CA(A/G)TGGCC(T/A/G)CC(A/G/T)TT(G/A)ATGCAAGC

(2) information of SEQ ID NO.2

(i) sequence signature:

(A) length: 24bp

(B) type: Nucleotide

(C) chain: strand

(D) topological framework: linearity

(ii). molecule type: oligonucleotide

(iii). sequence description: SEQ ID NO.2

(C/T)CT(T/C/A)A(A/G)(C/A)A(A/G)(G/A)AGCTT(G/A)GCTTG(C/T)GA

(3) information of SEQ ID NO.3

(i) sequence signature:

(A) length: 2175bp

(B) type: Nucleotide

(C) chain: strand

(D) topological framework: linearity

(ii). molecule type: Nucleotide

(iii). sequence description: SEQ ID NO.3

＜110〉Shanghai Communications University

＜120〉albumen coded sequence of cucumber side branch inhibition gene cls

<140>

<141>

<160>2

<170>

<210>3

<211>2175

<212>DNA

＜213〉cucumber (Cucumis sativus)

<400>3

<210>4

<211>391

<212>PRT

＜213〉CLS albumen

<400>4

Claims

1. the encoding gene of a cucumber side shoot suppressor gene CLS is characterized in that, described encoding gene is the nucleotide sequence of SEQ ID NO.3.

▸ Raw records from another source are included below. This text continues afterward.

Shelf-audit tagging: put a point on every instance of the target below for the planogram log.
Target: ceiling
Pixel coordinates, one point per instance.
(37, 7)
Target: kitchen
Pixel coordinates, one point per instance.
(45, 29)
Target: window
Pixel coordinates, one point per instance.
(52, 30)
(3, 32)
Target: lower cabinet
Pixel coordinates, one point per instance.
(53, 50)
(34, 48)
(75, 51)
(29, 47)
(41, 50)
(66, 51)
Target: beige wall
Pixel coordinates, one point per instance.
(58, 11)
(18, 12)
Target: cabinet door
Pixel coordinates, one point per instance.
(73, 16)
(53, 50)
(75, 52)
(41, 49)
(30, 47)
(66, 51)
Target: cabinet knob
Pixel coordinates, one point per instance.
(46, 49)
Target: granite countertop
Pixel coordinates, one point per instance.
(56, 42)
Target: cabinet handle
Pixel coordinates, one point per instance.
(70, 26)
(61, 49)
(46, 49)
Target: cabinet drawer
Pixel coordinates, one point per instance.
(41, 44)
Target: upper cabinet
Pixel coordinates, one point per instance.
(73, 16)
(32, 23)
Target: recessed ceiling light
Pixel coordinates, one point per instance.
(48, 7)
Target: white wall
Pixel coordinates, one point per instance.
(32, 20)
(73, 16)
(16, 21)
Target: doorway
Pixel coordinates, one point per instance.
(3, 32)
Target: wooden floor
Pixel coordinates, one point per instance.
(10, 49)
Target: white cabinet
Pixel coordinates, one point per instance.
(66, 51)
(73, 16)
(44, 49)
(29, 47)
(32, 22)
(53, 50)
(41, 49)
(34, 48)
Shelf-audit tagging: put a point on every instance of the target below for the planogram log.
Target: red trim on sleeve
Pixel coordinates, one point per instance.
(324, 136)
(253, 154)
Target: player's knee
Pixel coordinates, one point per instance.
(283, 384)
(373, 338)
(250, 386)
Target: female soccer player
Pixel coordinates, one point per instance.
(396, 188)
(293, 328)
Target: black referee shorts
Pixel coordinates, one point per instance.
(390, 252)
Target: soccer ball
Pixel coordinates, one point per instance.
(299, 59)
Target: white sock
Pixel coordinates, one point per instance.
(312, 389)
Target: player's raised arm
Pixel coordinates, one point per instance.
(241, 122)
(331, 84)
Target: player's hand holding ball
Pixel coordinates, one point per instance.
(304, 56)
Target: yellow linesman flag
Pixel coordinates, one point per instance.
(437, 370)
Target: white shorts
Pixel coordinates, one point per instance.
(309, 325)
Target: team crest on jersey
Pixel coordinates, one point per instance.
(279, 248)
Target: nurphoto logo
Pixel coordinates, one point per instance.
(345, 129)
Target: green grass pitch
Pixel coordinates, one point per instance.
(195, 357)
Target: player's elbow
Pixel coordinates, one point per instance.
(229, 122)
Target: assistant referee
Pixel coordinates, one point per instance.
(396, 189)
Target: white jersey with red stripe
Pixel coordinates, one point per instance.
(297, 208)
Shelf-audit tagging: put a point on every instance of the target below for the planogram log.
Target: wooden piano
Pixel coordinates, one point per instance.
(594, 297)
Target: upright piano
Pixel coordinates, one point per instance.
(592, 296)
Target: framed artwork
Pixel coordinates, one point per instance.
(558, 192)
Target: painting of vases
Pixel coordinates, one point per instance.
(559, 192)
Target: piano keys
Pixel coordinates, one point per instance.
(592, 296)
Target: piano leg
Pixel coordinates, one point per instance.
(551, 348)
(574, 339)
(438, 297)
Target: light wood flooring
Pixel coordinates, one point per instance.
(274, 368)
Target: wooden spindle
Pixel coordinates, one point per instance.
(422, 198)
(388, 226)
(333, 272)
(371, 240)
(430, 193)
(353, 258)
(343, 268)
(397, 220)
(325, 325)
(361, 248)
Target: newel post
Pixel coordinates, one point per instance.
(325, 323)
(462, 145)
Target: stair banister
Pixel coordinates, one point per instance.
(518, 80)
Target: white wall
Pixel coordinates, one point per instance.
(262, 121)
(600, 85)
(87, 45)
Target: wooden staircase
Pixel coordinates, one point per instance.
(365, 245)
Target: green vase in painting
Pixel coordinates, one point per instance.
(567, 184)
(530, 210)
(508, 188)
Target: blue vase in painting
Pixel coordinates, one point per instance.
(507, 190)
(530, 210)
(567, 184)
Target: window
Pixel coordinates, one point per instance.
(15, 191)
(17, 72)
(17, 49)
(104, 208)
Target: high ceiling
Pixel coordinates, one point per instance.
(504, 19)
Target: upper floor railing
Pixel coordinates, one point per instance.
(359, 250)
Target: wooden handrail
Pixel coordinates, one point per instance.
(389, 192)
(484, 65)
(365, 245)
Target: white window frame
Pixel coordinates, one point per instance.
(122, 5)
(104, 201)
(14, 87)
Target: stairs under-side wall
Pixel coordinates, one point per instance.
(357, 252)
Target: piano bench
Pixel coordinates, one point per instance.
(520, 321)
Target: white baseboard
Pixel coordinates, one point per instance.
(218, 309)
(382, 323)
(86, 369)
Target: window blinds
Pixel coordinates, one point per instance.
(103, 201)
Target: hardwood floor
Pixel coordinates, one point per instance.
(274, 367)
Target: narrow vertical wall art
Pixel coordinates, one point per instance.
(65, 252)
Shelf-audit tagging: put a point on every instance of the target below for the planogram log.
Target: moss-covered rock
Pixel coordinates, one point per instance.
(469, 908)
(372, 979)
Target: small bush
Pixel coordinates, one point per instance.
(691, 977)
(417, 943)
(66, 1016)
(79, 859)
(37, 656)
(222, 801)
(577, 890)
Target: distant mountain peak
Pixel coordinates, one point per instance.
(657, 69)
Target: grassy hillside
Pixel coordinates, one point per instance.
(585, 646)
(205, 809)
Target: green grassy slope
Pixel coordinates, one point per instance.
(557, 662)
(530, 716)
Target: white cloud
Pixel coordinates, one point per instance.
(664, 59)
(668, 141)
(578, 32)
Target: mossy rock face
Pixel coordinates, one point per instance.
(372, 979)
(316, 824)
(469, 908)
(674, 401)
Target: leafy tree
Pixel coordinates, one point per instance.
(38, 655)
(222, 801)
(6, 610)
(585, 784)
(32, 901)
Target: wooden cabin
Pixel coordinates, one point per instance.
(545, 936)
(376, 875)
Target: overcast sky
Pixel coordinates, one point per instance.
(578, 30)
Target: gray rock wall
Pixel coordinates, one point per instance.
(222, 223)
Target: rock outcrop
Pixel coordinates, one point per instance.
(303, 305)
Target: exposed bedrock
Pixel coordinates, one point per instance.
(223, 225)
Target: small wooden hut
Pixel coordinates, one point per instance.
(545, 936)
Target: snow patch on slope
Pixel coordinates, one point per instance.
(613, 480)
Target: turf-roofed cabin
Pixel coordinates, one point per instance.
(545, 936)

2. according to the encoding gene of the cucumber side shoot suppressor gene CLS of claim 1, it is characterized in that, described encoding gene, its open reading frame is from 491-1666 totally 1176 bases.

3. according to the encoding gene of the cucumber side shoot suppressor gene CLS of claim 2, it is characterized in that the initiator codon of described open reading frame is ATG, terminator codon is TGA.